L'une des nombreuses activités organisées pour les Rencontres québécoises en Haïti était une visite de Petit-Goâve, la ville où Dany Laferrière a passé son enfance, qui a accueilli l'écrivain en grande pompe dans le cadre de son 350e anniversaire. La Presse y était.

On le sait, Dany Laferrière est une figure très connue au Québec. Sa célébrité est encore plus grande en Haïti, où il est une véritable star. Il ne peut pas faire un pas sans être abordé, interrogé, photographié. Cette réalité a atteint un paroxysme lorsqu'il est retourné lundi dans la ville de son enfance, Petit-Goâve, immortalisée dans son oeuvre, notamment L'odeur du café. La ville de son inoubliable grand-mère, Da.

Les écrivains Joséphine Bacon, Laure Morali, Louise Dupré et André Roy, qui participaient à cette virée, ont pu constater sur place la fébrilité extrême qui s'était emparée de la place pour le retour de l'enfant prodigue. Des banderoles partout souhaitaient la bienvenue.

Comités d'accueil, discours, remise de la clé de la ville par la mairesse, annonce d'une bibliothèque Dany-Laferrière, et une fanfare bruyante qui suivait tous les déplacements de l'écrivain dans les multiples points où il était attendu.

À l'école

Le point culminant aura été le passage du Prix Médicis à son ancien lycée Faustin-Soulouque. Auparavant, il a voulu visiter une école pour enfants défavorisés qui lui ont littéralement sauté dessus pour l'embrasser. «Ils m'ont absorbé!» racontait-il, étonné.

Au lycée, des centaines d'élèves étaient rassemblés pour recevoir celui qu'ils ont surnommé «l'écrivain-roi», pour lequel ils avaient fabriqué une couronne en carton. Ce à quoi Dany Laferrière a gentiment répliqué: «J'ai voulu être le poète de Petit-Goâve. Je ne suis pas un roi, mais un poète.»
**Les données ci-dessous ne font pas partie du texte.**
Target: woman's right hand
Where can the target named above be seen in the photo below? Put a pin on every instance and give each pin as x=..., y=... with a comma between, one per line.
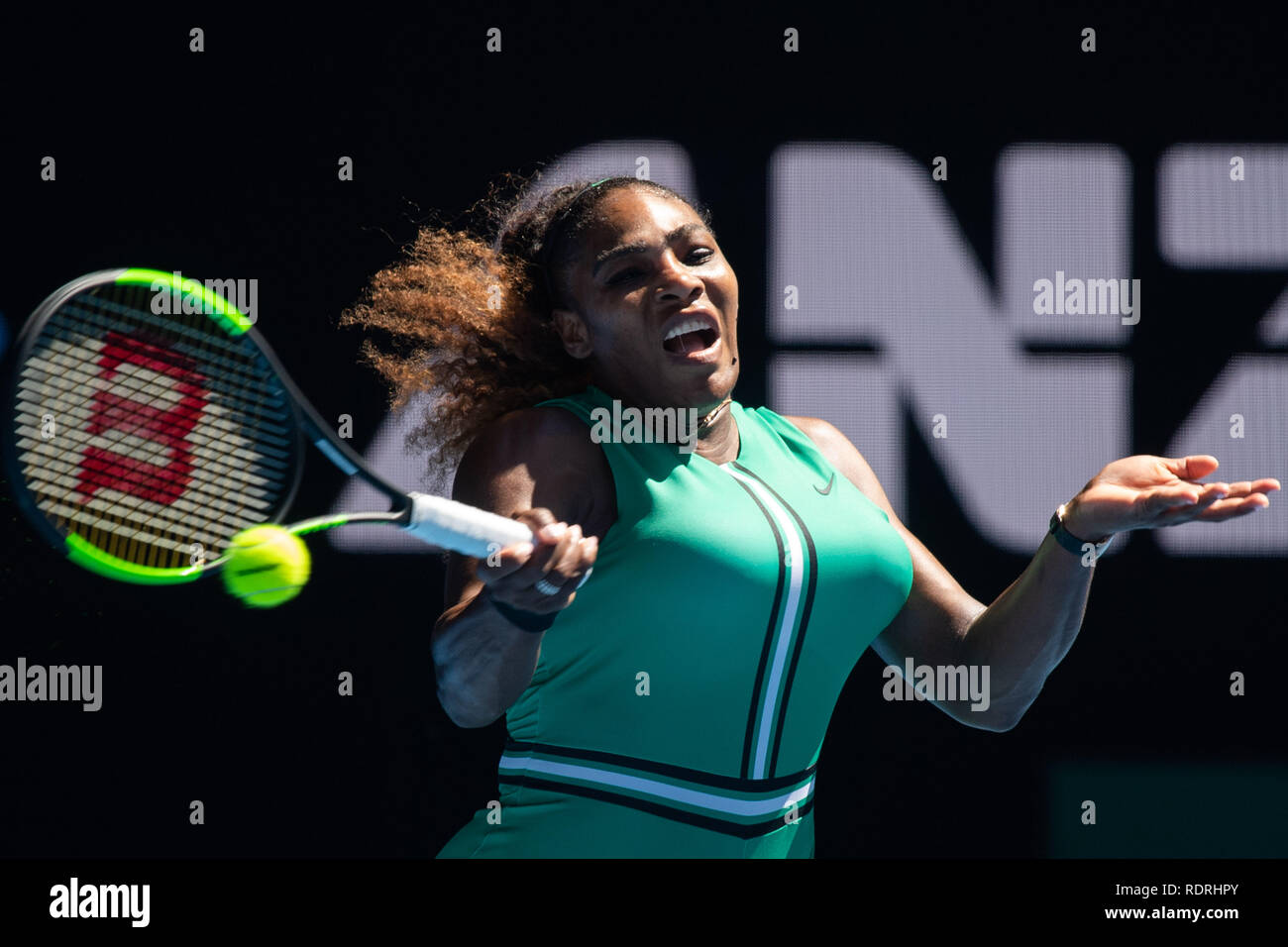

D'ailleurs, en questionnant quelques élèves pendant la cérémonie, on a pu constater que l'ambition est un sentiment très bien partagé dans la patrie de Laferrière. «Je veux être écrivain et encore meilleur que Dany Laferrière», nous a dit l'un d'eux. Ce qui a fait sourire le «roi». «Ils te donnent une couronne et après, ils te coupent la tête!»

Devant ces milliers d'yeux attentifs, il a raconté le choix fondamental de l'écriture dans l'exil. «J'ai connu la détresse des chambres d'hôtel. J'ai connu la joie aussi. Mes premiers lecteurs ont été des Québécois. J'ai failli tomber dans le piège de la célébrité. J'ai été sauvé par une petite pépite au fond de ma poche: Da et Petit-Goâve. En écrivant, je voulais revoir ma grand-mère. Je voulais revoir Petit-Goâve.» Pour ces jeunes qui rêvent souvent de fuir leur pays, c'est une déclaration importante à retenir.

Il faut passer par Petit-Goâve pour comprendre ce que voulait dire Dany par «le charme des après-midi sans fin». Jolie petite ville colorée où l'on imagine très bien l'enchantement préservé de l'enfance. Dany a mené ses invités à la maison de sa grand-mère Da. Montré les coins où elle passait ses journées. Raconté par quel raccourci il fuyait la correction quand il avait fait une bévue. «Passé 16h, je pouvais revenir. Tout est oublié passé 16h.»

La maison, vert et orange, intacte, sert aujourd'hui d'entrepôt, mais contient tout le mystère des origines. Da est morte, mais existe pour toujours dans les livres de son petit-fils.

En retournant à Port-au-Prince, nous avons eu droit à une explication hilarante de la rivalité entre Petit-Goâve et Grand-Goâve. Une vieille histoire. Un camion de Petit-Goâve se serait renversé à Grand-Goâve, où l'on aurait volé les sacs de farine. Depuis ce temps, on les traite de «voleurs de farine». Rivalité exacerbée lorsque le grand prix de la loterie nationale a une fois été gagné à Grand-Goâve, ce qui a poussé les habitants de Petit-Goâve à aller insulter la statue de la Vierge!

Dany ne pouvait pas se priver de la boutade. En passant par Grand-Goâve, il a ouvert la fenêtre du bus et crié, pour rigoler: «Voleurs de farine! Vous n'avez même pas d'écrivain!»